Over time, many gas wells reach a point where flow rates are reduced due to the accumulation of oil, condensate and/or water blockage and may eventually become uneconomic. In gas condensate reservoirs, liquid begins forming as the pressure drops below the saturation or dewpoint pressure of the gas (Afidick et al., 1994; Ayyalasomayajula et al., 2005). Since the largest pressure drop occurs near the producing well, the formation of this condensate phase usually starts near the wellbore. The
condensed liquid becomes trapped by capillary forces and is retained in the rock as a result of low liquid mobility. Production avenues in the formation are subsequently blocked, reducing relative permeability to gas and causing production to decline. This loss of productivity due to liquid blockage is an especially serious problem for rich condensate gases. Depending on the reservoir's fluid composition, pressure and temperature, the liquid dropout from the gas phase may be as high as 30-40%.
Even for dry gas wells, a 1% liquid dropout reduces production significantly which has been reported to decline by a factor of 2 to 4 as a result of condensate accumulation (Afidick et al., 1994).
Hydraulic fracturing is commonly used to increase well productivity but has limitations. One such limitation is significant condensate saturation will simply buildup in the fracture reducing conductivity (Mohan, 2005). In fields where there is significant liquid blockage in the formation, fracturing is not always effective. Other conventional methods such as gas, microemulsion, surfactant or solvent injection may also prove only marginally effective. There is a need for an inexpensive, durable and alternative solution to this common problem.
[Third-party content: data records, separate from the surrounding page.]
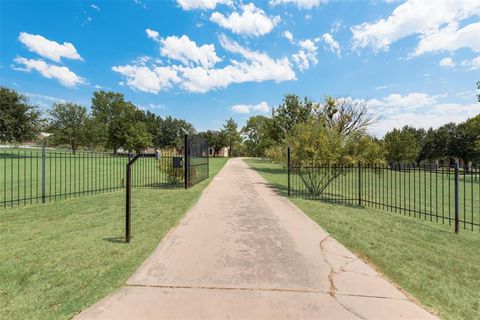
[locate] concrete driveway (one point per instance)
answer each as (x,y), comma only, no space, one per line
(244,252)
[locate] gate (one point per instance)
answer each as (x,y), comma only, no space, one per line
(166,170)
(196,160)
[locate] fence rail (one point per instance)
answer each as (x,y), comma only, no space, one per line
(444,194)
(40,175)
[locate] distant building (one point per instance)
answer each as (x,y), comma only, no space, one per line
(223,152)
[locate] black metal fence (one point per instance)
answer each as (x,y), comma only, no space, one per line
(40,175)
(198,161)
(444,194)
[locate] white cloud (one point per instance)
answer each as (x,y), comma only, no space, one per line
(474,64)
(152,34)
(333,45)
(47,48)
(447,62)
(288,35)
(254,67)
(433,116)
(419,110)
(247,108)
(409,101)
(60,73)
(306,55)
(251,22)
(450,38)
(202,4)
(143,78)
(302,4)
(186,51)
(419,17)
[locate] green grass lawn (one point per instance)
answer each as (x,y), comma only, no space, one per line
(428,260)
(425,194)
(57,259)
(68,175)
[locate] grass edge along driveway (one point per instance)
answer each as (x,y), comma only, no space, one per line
(59,258)
(426,259)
A new approach under development is the use of an innovative chemical treatment solution to alleviate liquid blockage (Kumar, 2006; Kumar et al., 2006; Bang, 2007; Bang et al., 2008; Bang et al., 2009). The treatment solution consists of an active chemical in a solvent that is brine tolerant. The active chemical is a non-ionic polymeric fluorinated surfactant that is non-reactive, but interacts with the substrate under reservoir conditions to alter the wettability of the surface. This change in wettability increases the relative permeabilities of gas and condensate (Bang et al., 2006). The selection of an appropriate solvent mixture to deliver the chemical is an important part of the chemical treatment. A mixture of 2-butoxyethanol and ethanol was used as the solvent in this application. More details about the chemistry of the fluorochemical, alternative solvents and the method of selecting solvents can be found in Bang (2007) and Bang et al., (2008).
In extensive laboratory experiments (at field pressures, temperatures and flow rates) application of the experimental treatment increased gas and condensate flow rates in core samples by about 1.5 to 3.0 times over an extended time, without plugging or other undesirable effects (Bang, 2007). These treatments have been shown to be durable for thousands of pore volumes of subsequent flow of the gas-condensate/oil fluid.